Selectboard member Kim Souza, who has owned the Revolution boutique in the downtown area for years, said that, as a business owner, she continues to have parking concerns.
“We don’t have all the answers yet,” she said. Still, she said, she was thrilled to see The Village and Bridge and Main projects nearing completion, and feels the parking woes are outweighed by the value they bring to the community.
“It’s great,” she said. “The Cartoon School did a wonderful job of attracting younger people.

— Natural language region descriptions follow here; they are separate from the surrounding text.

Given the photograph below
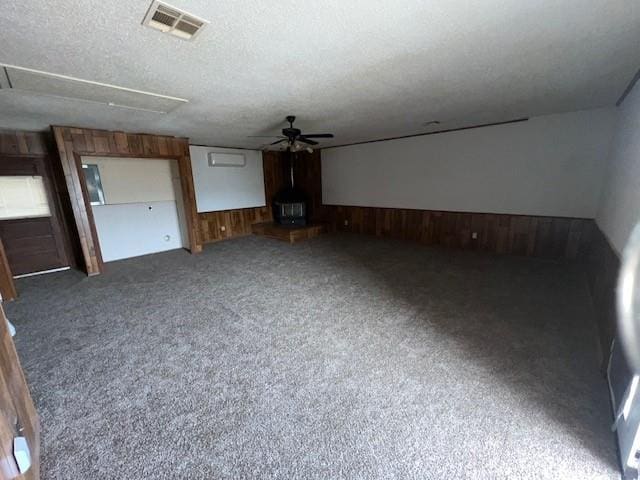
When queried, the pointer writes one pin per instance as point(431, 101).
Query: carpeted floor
point(342, 357)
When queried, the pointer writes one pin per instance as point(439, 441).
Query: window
point(94, 184)
point(23, 197)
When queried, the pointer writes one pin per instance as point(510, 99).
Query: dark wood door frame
point(41, 165)
point(75, 143)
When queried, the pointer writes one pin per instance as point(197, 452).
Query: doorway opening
point(137, 205)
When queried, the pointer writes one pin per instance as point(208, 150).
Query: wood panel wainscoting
point(7, 287)
point(532, 236)
point(74, 143)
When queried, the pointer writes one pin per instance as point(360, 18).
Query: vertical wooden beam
point(7, 287)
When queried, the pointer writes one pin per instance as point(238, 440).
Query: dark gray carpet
point(342, 357)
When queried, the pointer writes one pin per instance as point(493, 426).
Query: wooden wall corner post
point(7, 287)
point(74, 143)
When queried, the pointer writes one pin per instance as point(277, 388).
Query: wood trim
point(532, 236)
point(435, 132)
point(7, 287)
point(74, 143)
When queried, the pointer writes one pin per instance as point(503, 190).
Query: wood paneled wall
point(547, 237)
point(25, 143)
point(16, 409)
point(308, 178)
point(236, 223)
point(41, 144)
point(73, 143)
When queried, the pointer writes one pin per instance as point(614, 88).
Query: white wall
point(128, 230)
point(226, 188)
point(551, 165)
point(131, 180)
point(620, 206)
point(142, 213)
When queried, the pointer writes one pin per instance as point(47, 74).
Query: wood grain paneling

Now, it’s age diversity.”
Heyday Echoes
The idea of a bustling Main Street, along with its attendant benefits and challenges, might seem new, but insurance agency owner and former Selectboard member Ken Parker, 71, said the downtown was even more vibrant in the late 1940s and early 1950s, when it was a convergence point for the passengers of 53 daily trains, soldiers returning from overseas, and shopkeepers supplying the region with goods that are more commonly purchased at a large chain store, or online, today.
“That was the peak time of economic vitality,” he said, adding that the restaurants and streets were “chockablock full” of people and vehicles, at both 3 p.m. and 3 a.m.
Parker said the current development boom may never reach the heights of White River Junction’s heyday, but any progress is welcome after the long decline that set in as railroads waned.
“In the past, it was seen as a dirty railroad town, and the economy was left in shambles,” he said. “Now, there’s a substantial rise in awareness, and a sense of respectability.”
He said the new residents of The Village will add a welcome flavor to an ideal community that, to him, includes millennials and professionals, second-hand thrift stores and pricey boutiques, blue collar workers and retirees.
“There’s a benefit to having younger people — and sage and wise and older people — in your community,” he said. “They’re not incompatible. If anything, they’re likely to be a good mix.”